Annual report pursuant to Section 13 and 15(d)

Fair Value Measurements

Fair Value Measurements
12 Months Ended
Dec. 31, 2022
Fair Value Disclosures [Abstract]  
Fair Value Measurements Fair Value Measurements
The Company did not have any transfers within the fair value hierarchy during the periods presented. The Company’s Level 3 inputs are model-derived valuations in which one or more significant inputs or significant value drivers are unobservable. Unobservable inputs are those inputs that reflect the Company’s own assumptions that market participants would use to price the asset or liability based on the best available information. In evaluating the fair value information, judgment is required to interpret the market data used to develop the estimates. The estimates of fair value may not be indicative of the amounts that could be realized in a current market exchange. Accordingly, the use of different market assumptions and/or different valuation techniques could result in materially different fair value estimates.
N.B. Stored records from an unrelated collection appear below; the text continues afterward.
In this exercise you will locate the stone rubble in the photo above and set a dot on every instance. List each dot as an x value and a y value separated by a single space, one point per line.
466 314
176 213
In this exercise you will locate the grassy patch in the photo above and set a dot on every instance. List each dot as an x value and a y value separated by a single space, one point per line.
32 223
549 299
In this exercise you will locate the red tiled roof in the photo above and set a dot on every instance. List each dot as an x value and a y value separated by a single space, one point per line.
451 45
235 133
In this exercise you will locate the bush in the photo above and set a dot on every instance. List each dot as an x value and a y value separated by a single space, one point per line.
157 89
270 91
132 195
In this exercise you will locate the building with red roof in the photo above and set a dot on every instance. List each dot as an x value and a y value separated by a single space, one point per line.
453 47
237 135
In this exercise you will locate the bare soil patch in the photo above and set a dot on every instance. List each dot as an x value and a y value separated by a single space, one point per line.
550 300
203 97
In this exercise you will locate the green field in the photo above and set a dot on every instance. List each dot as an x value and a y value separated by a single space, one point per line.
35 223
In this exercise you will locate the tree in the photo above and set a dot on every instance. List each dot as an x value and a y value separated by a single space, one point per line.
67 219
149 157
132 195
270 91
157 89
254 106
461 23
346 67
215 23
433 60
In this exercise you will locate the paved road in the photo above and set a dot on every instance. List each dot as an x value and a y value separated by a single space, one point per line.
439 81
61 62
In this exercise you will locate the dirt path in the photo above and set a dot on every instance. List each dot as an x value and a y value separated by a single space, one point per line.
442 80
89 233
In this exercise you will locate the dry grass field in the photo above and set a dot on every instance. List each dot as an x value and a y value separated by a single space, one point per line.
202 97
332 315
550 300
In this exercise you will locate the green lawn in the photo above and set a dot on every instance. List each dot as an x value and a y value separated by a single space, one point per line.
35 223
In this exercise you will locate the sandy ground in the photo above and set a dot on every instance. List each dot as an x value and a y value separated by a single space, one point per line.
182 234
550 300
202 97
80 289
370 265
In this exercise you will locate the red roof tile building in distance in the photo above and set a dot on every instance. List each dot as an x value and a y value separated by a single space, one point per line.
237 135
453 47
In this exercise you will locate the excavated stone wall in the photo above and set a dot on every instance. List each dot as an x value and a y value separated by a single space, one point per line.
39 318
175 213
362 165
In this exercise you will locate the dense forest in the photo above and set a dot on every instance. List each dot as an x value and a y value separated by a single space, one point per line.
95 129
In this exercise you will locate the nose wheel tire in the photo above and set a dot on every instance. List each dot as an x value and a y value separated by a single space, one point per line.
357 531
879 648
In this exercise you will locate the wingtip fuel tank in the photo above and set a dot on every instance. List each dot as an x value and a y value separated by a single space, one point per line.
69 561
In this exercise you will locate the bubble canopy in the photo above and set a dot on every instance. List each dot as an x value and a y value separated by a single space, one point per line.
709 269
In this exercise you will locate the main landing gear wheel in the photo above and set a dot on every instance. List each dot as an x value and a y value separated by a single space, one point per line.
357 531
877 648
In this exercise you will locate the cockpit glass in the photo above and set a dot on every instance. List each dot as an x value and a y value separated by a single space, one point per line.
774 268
The carrying amounts of cash and cash equivalents, restricted cash, tenant and other receivables, prepaid expenses and other assets, accounts payable, accrued expenses and other liabilities reasonably approximates fair value, in management’s judgment, because of their short-term nature.
Fair Value Measurements of Financial Instruments
The following table displays the carrying values and fair values of the Company’s financial instruments:
December 31, 2022 December 31, 2021
Carrying Value Fair Value Carrying Value Fair Value
Financial assets:
Interest rate derivative assets1, 2
Level 2 $ 137,728  $ 137,728  $ —  $ — 
Financial liabilities:
Interest rate derivative liability2, 3
Level 2 $ 54,121  $ 54,121  $ —  $ — 
Debt, net4
Level 3 $ 3,865,553  $ 3,876,294  $ 32,000  $ 32,000 
1 Included within Prepaid expenses and other assets on the Consolidated Balance Sheets.
2 The fair value of the Company’s derivatives were determined by management, based on valuation information prepared by an independent third party. This model incorporates credit risk and changes in credit risk to determine a credit valuation adjustment. This model is based on the applicable forward SOFR curve as a reflection of the market’s current expectation of payments discounted at market factors.
3 Included within Accounts payable, accrued expenses and other liabilities on the Consolidated Balance Sheets.
4 The carrying values of the debt are shown net of deferred financing costs of $38,842 and $— as of December 31, 2022 and December 31, 2021, respectively. The Company estimates the fair value of its debt, net by discounting the future cash flows using rates and borrowing spreads currently available to the Company.
Fair Value Measurements on a Nonrecurring Basis
Assets measured at fair value on a nonrecurring basis generally consist of real estate acquired, investments in unconsolidated joint ventures, and assets the Company expects to sell that were subject to impairment charges in connection with the Company’s change of intent to sell the investments and through its recoverability analysis. Refer to Note 2 — Summary of Significant Accounting Policies for more information regarding the fair value measurement of the assets acquired and liabilities assumed in connection with the Merger. The Company estimates fair value based on expected sales prices in the market (Level 2) or by applying the income approach methodology using a discounted cash flow analysis (Level 3). During the periods presented, the Company did not record any impairment losses.